Single-Use Food-Delivery Packaging: What is the Real Cost of Convenience?

Like so many people these days, I love the convenience of having meal kits and groceries delivered to my home. But when a trash heap filled with cardboard boxes, gel packs and insulation began to accumulate in my garage, I started thinking about how many food deliveries are made during any given week in America. And it scared me.

 

It also opened my eyes to the environmental cost and impact of the ever-expanding food-delivery industry. Hello Fresh, the largest meal-kit delivery company in the U.S., delivered 63 million meal kits in the second quarter of 2020. That’s one company in one quarter.

 

The meal-kit delivery service market is expected to reach nearly $20 billion by 2027, a compound growth rate of nearly 13%, according to Grand View Research. It makes me feel guilty thinking about how much cardboard and plastic packaging waste will be produced as this sector continues to grow.

 

Recycling isn’t enough, and it isn’t the answer

Many well-meaning grocery and meal-kit delivery companies tout their eco-friendliness by saying they use recyclable materials. That’s nice, but only a fraction of recyclable materials ever actually get recycled. According to the Environmental Protection Agency, the total amount of municipal solid waste — various items consumers throw away after they are used — in the United States in 2018 was 292.4 million tons. Of that, approximately 69 million tons were recycled.

 

I did the math: Less than a quarter of the trash we produce is being recycled. The vast majority of single-use packaging materials wind up in a landfill: Supply Chain Solutions Center reports that 91% of packaging waste is sent to landfills or is in the environment. The environmental cost of that amount of waste is staggering.

 

The truth about choices

I knew there had to be a better way. Why do consumers even have to make a choice between convenience and the planet?

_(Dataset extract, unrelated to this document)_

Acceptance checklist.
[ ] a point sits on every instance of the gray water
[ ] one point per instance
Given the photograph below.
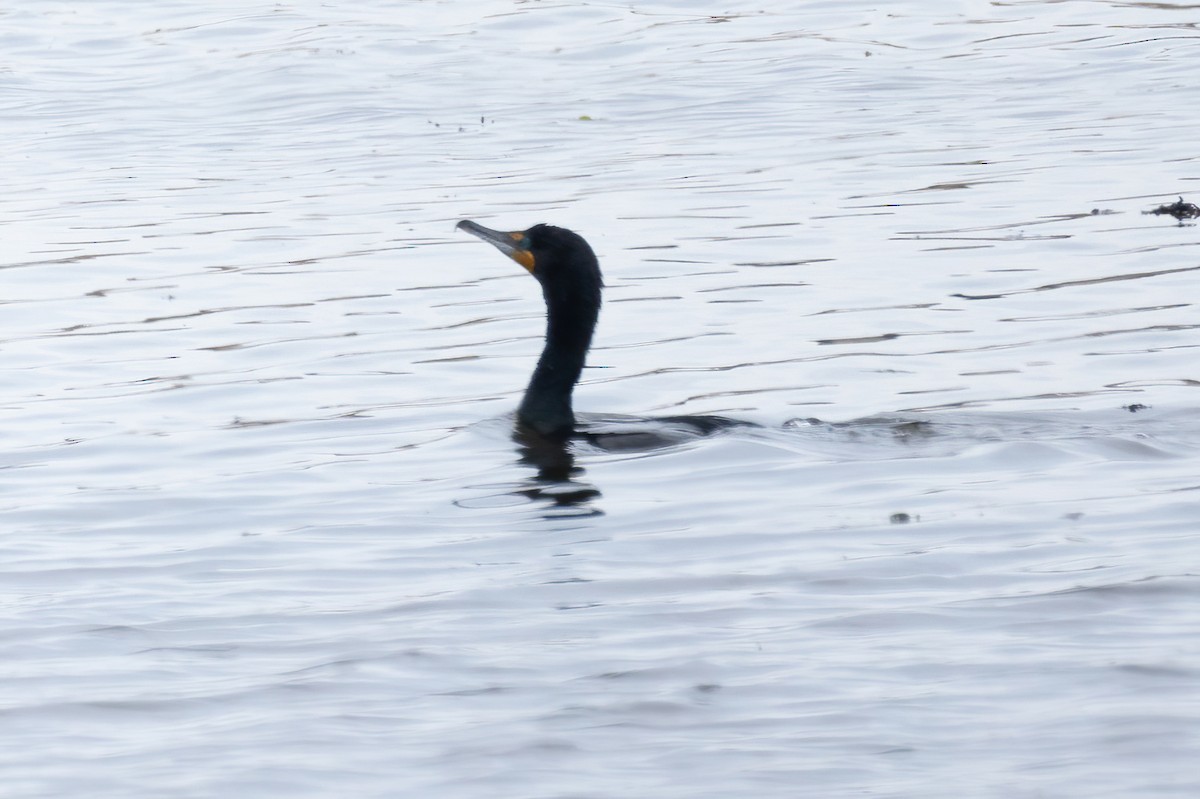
(265, 532)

The truth? We don’t. Fully reusable packaging materials, such as PackIt Fresh Freezable Grocery Delivery Totes, let us have both. The totes are reusable, freezable and efficient containers for transporting perishable food. They offer an easy, cost-efficient alternative to single-use packaging, and a simple yet super-cool way to keep food cold and fresh during final-mile deliveries. Quite simply, they lower the true cost of convenience for consumers.

 

Even HelloFresh is hopping on the reusability train in their sustainability efforts; they are testing out a reusable HelloFresh box in the Netherlands and Australia. The box is not recycled; it is picked up by their delivery service and used again for another shipment. Kudos to them! I hope others will follow their lead.

 

If packaging materials can be reused, they won’t have a negative impact on the planet. It’s food-delivery companies that need to make a choice to give their customers what they want — the convenience they crave and a safer planet — without a side dish of guilt.